Quelques coups de semonce d’obus de 105 mm tirés à Kanilai par les artilleurs sénégalais et un survol de State House par un Alpha Jet nigérian sur ordre du président Buhari, ont eu raison des rodomontades de la terreur de Banjul qui n’a pas pu être sauvé par ses amis Mouhamed Ould Abdel Aziz de la Mauritanie et Alpha Conde de la Guinée venus à sa rescousse. Deux de ses rares amis avec Idriss Deby Itno du Tchad, qui ont tenté un ultime coup de poker pour lui sauver la mise.
En vain. Sentant que sa proie était désormais acculée et ferrée, le Président Macky Sall se montrera intransigeant: le départ de Jammeh ou un assaut frontal sur Banjul. Ayant réservé sa première visite à l’homme fort de la Gambie, le président sénégalais nouvellement élu était au début de son mandat plutôt décidé à s’accommoder du comportement erratique et des foucades de l’ex-lieutenant putschiste qui avait donné tant de fil à retordre à ses prédécesseurs Diouf et Wade.
En utilisant, entre autres méthodes peu orthodoxes, l’épouvantail du Mfdc, offrant notamment le gite et le couvert à Salif Sadio, le plus radical des chefs de guerre de la rébellion casamançaise (…)

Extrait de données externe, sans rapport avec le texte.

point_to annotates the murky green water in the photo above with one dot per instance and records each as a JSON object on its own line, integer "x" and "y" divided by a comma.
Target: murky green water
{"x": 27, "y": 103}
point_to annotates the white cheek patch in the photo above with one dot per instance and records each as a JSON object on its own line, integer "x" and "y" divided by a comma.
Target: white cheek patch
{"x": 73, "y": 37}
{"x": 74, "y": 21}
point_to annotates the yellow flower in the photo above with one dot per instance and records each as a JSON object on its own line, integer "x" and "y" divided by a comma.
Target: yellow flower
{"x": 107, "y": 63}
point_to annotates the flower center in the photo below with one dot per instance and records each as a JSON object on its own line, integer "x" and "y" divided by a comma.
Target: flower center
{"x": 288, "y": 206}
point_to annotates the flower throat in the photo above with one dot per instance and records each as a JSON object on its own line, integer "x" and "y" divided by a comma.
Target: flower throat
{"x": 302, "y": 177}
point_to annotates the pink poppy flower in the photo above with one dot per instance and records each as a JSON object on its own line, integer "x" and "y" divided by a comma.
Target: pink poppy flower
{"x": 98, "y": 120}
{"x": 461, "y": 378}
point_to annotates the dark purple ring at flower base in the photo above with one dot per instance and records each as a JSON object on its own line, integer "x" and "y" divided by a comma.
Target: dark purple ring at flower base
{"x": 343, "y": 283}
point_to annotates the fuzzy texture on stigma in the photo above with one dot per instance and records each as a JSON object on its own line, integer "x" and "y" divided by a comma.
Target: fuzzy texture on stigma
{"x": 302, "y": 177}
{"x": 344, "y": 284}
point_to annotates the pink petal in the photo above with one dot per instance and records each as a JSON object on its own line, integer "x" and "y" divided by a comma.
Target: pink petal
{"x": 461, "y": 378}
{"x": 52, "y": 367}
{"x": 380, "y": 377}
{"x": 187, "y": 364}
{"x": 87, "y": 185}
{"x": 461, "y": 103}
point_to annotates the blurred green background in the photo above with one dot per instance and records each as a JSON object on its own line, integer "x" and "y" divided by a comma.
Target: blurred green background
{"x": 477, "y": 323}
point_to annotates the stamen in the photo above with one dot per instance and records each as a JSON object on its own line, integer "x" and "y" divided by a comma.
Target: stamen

Mais, une provocation de trop avait scellé le sort de Jammeh et il l’ignorait: l’exécution à Banjul de la dame Tabara Samba et d’un autre jeune compatriote, condamnés à mort, avait été très durement ressentie à Dakar. Ce jour-là, dans une colère rentrée, de retour d’Afrique du Sud, répondant à un conseiller qui lui demandait s’il resterait sans réagir à ce camouflet , Macky Sall lui répondra calmement : « Ce n’est pas le moment mais il ne perd rien pour attendre!» Aussi bien les militaires que les politiques attendaient en effet depuis belle lurette l’occasion en or qui leur permettrait de se débarrasser d’un président devenu une menace permanente contre la sécurité nationale du Sénégal, sans violer les lois internationales (…) Ainsi, dans son tout premier entretien à la presse accordé à l’auteur de ces lignes, le Président Adama Barrow ne cessera de donner des gages au Sénégal. Au point que sa propre sécurité est assurée aujourd’hui encore par les éléments du Gign sénégalais (…)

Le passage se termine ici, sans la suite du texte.